I love my grapplers for big fish in deep water, I will not shoot them around weeds because they hold so well. If you are shooting a compound bow with at least 40 lbs of draw you will get a pass through.


----------



## lesserhunter

another thing is in deep water they will dart because of the long blade style barbs


----------



## ghostbuster

i shoot the yellowjaket shaft with the 3 barb innerloc and love it for shooting deep water, never had a problem with darting, but if you shoot shallow water be careful because they will stick in the bottom!!!


----------



## bwfsh

I rarely take my innerloc's off. The holding power is better than any head I have ever used or seen used. If you are shooting into cattails or pencils they are brutal to get out when you miss or pass way through. I use a minnimal draw when they are laying in the weeds. If the fish are really thick and all in the heavy rooted weeds I'll switch out to a piranah. If your bow is tuned decent they travel just fine.


----------



## weasle414

Bah, high priced junk. Call me old fashion but I like my cheap, basic muzzy's with a carp tip and white shaft for anything 8' or less. I tried those grapplers a couple years ago and they seemed great at first but then when we tried them on big fish they weren't getting enough oomph to go all the way through and would lose the fish every time. Plus anything less than 10 feet deep it seemed like we'd spend more of the night pulling arrows out of the bottom than out of carp!
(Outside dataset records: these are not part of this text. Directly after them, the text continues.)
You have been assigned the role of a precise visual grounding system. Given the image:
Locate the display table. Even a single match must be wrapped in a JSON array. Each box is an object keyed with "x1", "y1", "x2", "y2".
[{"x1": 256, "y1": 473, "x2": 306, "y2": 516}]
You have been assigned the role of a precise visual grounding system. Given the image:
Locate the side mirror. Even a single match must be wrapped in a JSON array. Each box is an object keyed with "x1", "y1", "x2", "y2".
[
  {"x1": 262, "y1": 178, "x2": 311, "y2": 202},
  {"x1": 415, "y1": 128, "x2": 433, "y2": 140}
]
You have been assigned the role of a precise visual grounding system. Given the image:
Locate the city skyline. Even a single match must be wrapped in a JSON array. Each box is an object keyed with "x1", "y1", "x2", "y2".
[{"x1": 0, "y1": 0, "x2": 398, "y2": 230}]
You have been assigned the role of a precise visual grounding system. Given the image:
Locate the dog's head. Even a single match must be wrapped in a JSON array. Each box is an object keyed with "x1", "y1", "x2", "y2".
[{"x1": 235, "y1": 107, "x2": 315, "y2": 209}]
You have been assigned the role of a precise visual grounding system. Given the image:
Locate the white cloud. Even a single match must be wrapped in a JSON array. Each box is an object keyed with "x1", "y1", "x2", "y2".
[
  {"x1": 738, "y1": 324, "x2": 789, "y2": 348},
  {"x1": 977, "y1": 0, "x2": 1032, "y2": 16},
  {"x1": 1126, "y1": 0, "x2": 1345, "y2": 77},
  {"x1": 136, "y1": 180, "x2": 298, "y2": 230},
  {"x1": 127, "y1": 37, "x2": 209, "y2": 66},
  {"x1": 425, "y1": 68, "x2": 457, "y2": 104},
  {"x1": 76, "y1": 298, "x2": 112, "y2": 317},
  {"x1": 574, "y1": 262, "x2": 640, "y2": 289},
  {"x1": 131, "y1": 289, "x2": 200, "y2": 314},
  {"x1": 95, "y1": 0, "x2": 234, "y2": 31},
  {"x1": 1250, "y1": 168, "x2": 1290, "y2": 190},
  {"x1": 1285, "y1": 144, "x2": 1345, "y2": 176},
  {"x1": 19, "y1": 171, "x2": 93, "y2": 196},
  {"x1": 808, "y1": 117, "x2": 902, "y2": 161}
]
It's a great idea, good design but in my opinion not something that's needed in my boat, especially for shallow shooting like you're doing. 4 feet is not deep at all and even if you're not shooting into weeds those tips can get stuck. I had them stick into everything from sand, clay, reeds, milfoil, logs. You name it, I've gotten an arrow stuck in it and those grapplers are the worst to get unstuck.

What is your setup like? What kind of bow, poundage, line, arrows, reel. All that good stuff mostly concerning the poundage and the arrows.

If you're shooting a deer bow set at 70 lbs and have a dull point you'll blow huge entrance holes so the barbs can't hold as well.


----------



## lesserhunter

ya know if weasle would have said Piranhas on yellowjackets i would think he knows how to shoot fish for 5 days straight no sleep  i to have watched the same person weasle is talking about pull those damn grapplers out of weeds several times, you miss and its stop the boat jump off platform to pull the arrow by hand, it sucks.


----------



## weasle414

There was the one time the arrows got stuck and stopped the boat dead in its tracks. That was one of them everyone but me gets wet hahaha


----------